Satu jam sebelum jadwal keberangkatan, aku sudah berjalan menuju ruang tunggu. Waktu satu jam, tentu bukan waktu yang panjang ketika kita berada di bandara nan futuristik ini. Setiap sudut bandara Suvarnabhumi dibuat dengan sangat detil dan teliti. Unsur seni dan teknologi tinggi dicangkokkan dalam pembangunan bandara yang konon hampir membuat negara gajah putih itu diambang bangkrut.

Tapi terlepas dari semua itu, kehadiran bandara yang didominasi warna silver dan putih ini, seakan membuka mata para turis, bahwa Thailand sudah menyapa para pelancong sejak menginjakkan kakinya di bandara Suvarnabhumi. Sawadee Krap, inilah Thailand, surga bagi para wisatawan, negeri yang ramah dan murah senyum.

Tak terasa, para penumpang tujuan Chiangmai dipersilahkan masuk ke pesawat. Aku segera meraih tas ranselku dan menggendongnya untuk antri bersama penumpang lain, menuju pintu pesawat. Hari ini untuk kesekian kalinya aku melakukan perjalanan wisata sendiri. Ada keasyikan dan kenikmatan tersendiri yang aku rasakan setiap kali melakukan traveling tanpa teman.

Hot Spring at Mae Kha Jang
Perjalanan ke Chiangmai akan memakan waktu sekitar 50 menit. Ini adalah kedua kalinya aku ke Utara Thailand tapi baru kali pertama aku naik pesawat kesana. Setahun sebelumnya, aku naik bis dari Bangkok sampai ke propinsi di utara Thailand itu, dengan menempuh perjalanan lebih dari 700 kilometer.

Menjelang matahari terbenam, pesawat kami mendarat di Chiangmai. Aku langsung mengambil taxi menuju hotel yang sudah aku pesan sebelumnya melalui internet. Hotel yang aku pesan tidak begitu mahal, selain karena sudah pesan jauh jauh hari, juga karena hotelnya tidaklah begitu besar. Tarif permalam hanya 750 Baht atau kurang lebih Rp. 225.000.

Sepanjang perjalanan dari bandara, taxi yang aku tumpangi melewati tepi Sungai Ping, sungai yang membelah Kota Chiang Mai. Sepanjang jalan berdiri wat wat (Pagoda) yang menjadi ciri khas Thailand. Restoran restoran berjejer rapi di tepian sungai dengan lampu lampunya yang mulai menyala. Chiang Mai memang berbeda dengan Bangkok.
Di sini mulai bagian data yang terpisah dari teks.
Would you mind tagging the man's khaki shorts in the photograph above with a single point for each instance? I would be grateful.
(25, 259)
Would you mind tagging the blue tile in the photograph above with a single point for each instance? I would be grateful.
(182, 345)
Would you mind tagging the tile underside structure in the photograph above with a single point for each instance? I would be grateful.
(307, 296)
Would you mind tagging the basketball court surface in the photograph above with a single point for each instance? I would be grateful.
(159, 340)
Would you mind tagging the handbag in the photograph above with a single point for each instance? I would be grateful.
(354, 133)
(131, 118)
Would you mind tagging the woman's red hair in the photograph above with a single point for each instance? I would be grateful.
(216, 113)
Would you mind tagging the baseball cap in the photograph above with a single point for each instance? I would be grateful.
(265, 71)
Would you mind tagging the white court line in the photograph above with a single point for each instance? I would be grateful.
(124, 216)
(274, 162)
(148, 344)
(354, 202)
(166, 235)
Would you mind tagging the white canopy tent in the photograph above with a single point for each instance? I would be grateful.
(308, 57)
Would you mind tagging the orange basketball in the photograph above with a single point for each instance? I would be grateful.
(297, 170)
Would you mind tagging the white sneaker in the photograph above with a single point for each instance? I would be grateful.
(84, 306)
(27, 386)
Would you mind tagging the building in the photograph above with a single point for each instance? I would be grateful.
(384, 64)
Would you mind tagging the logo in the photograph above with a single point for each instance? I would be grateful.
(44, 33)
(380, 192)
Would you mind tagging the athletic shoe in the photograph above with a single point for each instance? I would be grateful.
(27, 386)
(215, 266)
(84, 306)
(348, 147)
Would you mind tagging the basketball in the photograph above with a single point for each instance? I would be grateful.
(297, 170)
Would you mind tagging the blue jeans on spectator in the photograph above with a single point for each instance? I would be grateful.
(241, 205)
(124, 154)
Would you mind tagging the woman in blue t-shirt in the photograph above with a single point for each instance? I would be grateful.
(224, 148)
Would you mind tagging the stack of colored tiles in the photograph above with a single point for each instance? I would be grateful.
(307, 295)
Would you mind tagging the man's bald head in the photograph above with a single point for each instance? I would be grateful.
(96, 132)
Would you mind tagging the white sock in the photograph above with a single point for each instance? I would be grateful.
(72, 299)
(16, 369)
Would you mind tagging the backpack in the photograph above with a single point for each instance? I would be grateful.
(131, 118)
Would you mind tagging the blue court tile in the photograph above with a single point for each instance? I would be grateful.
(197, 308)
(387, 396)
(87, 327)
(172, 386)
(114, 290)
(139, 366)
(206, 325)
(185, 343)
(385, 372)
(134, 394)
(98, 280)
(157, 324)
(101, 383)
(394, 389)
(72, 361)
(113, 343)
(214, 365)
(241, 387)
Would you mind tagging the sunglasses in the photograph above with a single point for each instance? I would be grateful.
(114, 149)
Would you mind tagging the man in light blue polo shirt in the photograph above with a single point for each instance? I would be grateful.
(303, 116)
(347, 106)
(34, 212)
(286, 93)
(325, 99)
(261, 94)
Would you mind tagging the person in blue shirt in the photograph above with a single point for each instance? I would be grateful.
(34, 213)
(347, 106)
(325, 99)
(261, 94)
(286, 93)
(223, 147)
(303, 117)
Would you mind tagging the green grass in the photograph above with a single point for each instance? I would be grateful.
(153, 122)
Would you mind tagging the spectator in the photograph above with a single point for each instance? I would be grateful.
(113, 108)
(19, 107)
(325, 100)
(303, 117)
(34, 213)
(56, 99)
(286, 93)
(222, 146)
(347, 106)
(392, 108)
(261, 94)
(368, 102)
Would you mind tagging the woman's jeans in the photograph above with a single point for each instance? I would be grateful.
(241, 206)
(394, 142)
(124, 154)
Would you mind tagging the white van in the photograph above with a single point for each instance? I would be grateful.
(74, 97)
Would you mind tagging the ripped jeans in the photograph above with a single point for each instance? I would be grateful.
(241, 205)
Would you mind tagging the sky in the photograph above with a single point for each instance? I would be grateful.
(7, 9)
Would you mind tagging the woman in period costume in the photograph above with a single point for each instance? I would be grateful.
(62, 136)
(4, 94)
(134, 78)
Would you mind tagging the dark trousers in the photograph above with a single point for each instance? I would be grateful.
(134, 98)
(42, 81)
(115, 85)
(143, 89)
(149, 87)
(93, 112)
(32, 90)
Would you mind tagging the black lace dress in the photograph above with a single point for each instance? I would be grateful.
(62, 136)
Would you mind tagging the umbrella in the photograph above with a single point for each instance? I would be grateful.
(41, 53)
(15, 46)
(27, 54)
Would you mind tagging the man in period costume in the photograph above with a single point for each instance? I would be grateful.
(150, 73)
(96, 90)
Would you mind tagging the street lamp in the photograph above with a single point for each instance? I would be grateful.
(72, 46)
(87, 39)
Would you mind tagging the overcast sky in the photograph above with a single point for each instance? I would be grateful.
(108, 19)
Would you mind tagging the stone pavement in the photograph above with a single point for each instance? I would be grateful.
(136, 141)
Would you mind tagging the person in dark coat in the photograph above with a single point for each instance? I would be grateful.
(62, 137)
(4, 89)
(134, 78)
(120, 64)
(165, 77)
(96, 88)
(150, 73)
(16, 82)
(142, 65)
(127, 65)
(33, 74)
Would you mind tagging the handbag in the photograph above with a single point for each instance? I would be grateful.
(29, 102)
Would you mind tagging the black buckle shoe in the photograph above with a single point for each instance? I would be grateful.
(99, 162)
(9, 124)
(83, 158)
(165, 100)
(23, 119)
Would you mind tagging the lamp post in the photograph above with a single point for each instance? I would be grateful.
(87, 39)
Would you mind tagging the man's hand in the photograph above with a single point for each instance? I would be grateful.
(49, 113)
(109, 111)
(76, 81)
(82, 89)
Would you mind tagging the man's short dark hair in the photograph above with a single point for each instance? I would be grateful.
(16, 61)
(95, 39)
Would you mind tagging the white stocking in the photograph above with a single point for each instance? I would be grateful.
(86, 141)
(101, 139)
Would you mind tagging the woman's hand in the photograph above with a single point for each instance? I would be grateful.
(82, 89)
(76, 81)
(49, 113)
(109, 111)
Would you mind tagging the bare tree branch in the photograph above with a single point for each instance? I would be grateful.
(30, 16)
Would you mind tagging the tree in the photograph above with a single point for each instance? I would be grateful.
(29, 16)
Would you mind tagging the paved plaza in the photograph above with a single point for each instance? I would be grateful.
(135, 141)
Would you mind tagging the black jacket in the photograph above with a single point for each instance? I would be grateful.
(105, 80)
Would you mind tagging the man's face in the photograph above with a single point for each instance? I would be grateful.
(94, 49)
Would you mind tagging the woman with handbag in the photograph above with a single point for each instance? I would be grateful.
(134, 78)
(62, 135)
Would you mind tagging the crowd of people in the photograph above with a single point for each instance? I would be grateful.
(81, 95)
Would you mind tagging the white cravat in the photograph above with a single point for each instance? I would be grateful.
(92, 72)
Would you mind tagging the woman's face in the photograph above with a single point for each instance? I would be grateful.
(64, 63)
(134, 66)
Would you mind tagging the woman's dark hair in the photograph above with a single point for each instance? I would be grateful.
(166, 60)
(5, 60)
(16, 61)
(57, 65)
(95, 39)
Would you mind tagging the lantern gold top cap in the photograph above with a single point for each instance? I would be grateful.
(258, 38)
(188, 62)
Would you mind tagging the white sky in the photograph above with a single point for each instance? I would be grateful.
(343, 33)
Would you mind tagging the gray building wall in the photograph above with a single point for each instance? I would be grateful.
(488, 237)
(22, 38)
Kotanya lebih tenang, santai, romantis dan yang pasti tidak semacet Bangkok.

Chiang Mai adalah sebuah kota kuno, yang dulunya merupakan ibukota dari Kerajaan Lanna pada tahun 1296. Bangunan bangunan tua yang masih terawat, bisa dijumpai di seputar Chiang Mai. Keberadaan bangunan bangunan bersejara diantara bangunan bangunan modern, memberi warna tersendiri bagi Kota terbesar kedua di Thailand itu.

Wat Rong Khun at Chiang Rai
Perjalanan menuju Thanon Tha Phae (Tha Phae Road), alamat hotel tempat aku menginap tidaklah begitu jauh dari bandara. Tak sampai 30 menit aku sudah sampai di hotel itu. Aku bergegas chek in, masuk ke kamar dan mandi. Tak sabar rasanya ingin menyusuri Chiang Mai di waktu malam. Aku sengaja memilih hotel di Tha Phae, karena cukup berjalan kaki, kita sudah sampai ke Night Bazar yang sangat ramai di malam hari.

Dengan perut yang sudah mulai berkecamuk karena lapar, aku bergegas menuju pasar malam. Segelas Ice Thai Tea, dan semangkuk besar Tom Yum Kung dan nasi putih, menjadi teman makan malamku. Malam itu, aku habiskan di sekitar night bazar, menyaksikan live music dan mencicipi berbagai penganan khas Thailand Utara. Malam itu, aku buru buru pulang, karena esok harinya aku akan sudah memesan paket tour, berkeliling Thailand Utara.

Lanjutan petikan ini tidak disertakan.